Contemplating bones in a bejeweled reliquary, they heard faint Bach, greatly improved, it turned out, by the distance. They’d thought Protestant music, like bare shoulders, was banned from Saint Mark’s Basilica but no: in an obscure corner of the edifice a hand-wringing contralto, a portable organ, an oboe and a cello were earnestly rendering, in no good sense of the term, a Bach cantata to fifty listeners, now fifty-two.

“Come unto Me, fear not,” the contralto urged, off-key but moving.

But soon beginning to move the listeners the wrong way. Not coming, as ornately urged, but going. Going noisily, upsetting their chairs, some jumping up and down like madmen, arms flailing. His wife tisked at the inconceivable rudeness. The musicians meant well.

Then he saw the first of the pinkie-size roaches twiddling their feelers as though beating ironic time to the aria.

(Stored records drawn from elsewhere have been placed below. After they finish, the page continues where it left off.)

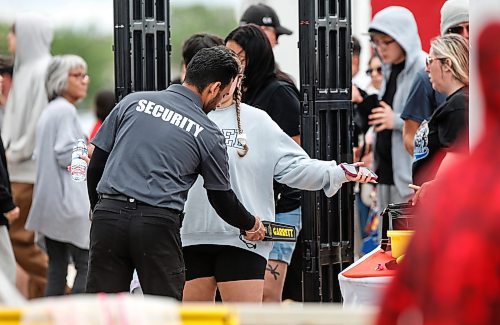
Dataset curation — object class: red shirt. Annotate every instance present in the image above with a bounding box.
[377,23,500,325]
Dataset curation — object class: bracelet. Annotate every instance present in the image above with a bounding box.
[245,222,262,235]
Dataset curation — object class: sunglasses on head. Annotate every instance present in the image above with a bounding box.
[366,67,382,76]
[448,24,469,35]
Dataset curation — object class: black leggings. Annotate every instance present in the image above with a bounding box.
[182,245,267,282]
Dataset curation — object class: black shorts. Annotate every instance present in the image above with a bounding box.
[182,245,267,282]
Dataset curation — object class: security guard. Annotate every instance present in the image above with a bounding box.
[87,47,265,300]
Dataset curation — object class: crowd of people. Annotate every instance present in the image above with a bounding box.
[0,0,498,323]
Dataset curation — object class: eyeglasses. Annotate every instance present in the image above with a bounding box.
[366,67,382,76]
[69,72,89,81]
[448,24,469,35]
[370,38,396,47]
[425,56,447,67]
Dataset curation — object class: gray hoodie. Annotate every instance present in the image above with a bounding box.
[369,6,427,197]
[2,14,53,183]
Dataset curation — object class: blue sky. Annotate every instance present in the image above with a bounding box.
[0,0,240,33]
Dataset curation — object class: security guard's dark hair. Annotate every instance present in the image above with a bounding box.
[352,36,361,56]
[184,46,240,93]
[182,33,224,66]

Recounting the incident much later, he evacuated his original panic in favor of humor. Roaches in a church! Scarabs in an Egyptian temple, fine. In a Catholic place of worship praying mantises maybe or lady-bugs (originally Our Lady’s Bird and “bête à bon Dieu” in French, he would add pedantically) but not kitchen-sink roaches!

Of course it wasn’t piety but sandwich remnants littering the ancient flagstones that explained their presence. Mass presence, for now--the moment of pure panic, nothing to joke about--he saw them everywhere, by the hundreds, on those flagstones on the pillars, on the laps and shoulders of the listeners.

Feeling one on his cheek he shot up, stamping and waving. His wife too.

They fled with the other tourists past a black-clad old woman, still seated. She was covered with roaches but ignored them as she ignored the false notes, her withered face wet with tears at the reiterated urgent invitation: Come unto Me, fear not.


Author bio:

Born in New York but long a resident in Paris, Howard Waldman taught European History for a France-based American university and later American Literature for a French University. His short stories have appeared in Verbsap, Gold Dust, Global Inner Visions and other publications. He has published three novels with BeWrite Books: Back There (2005), Time Travail (2006) and The Seventh Candidate (2007). A fourth novel, Good Americans Go to Paris When They Die, will come out in late 2007.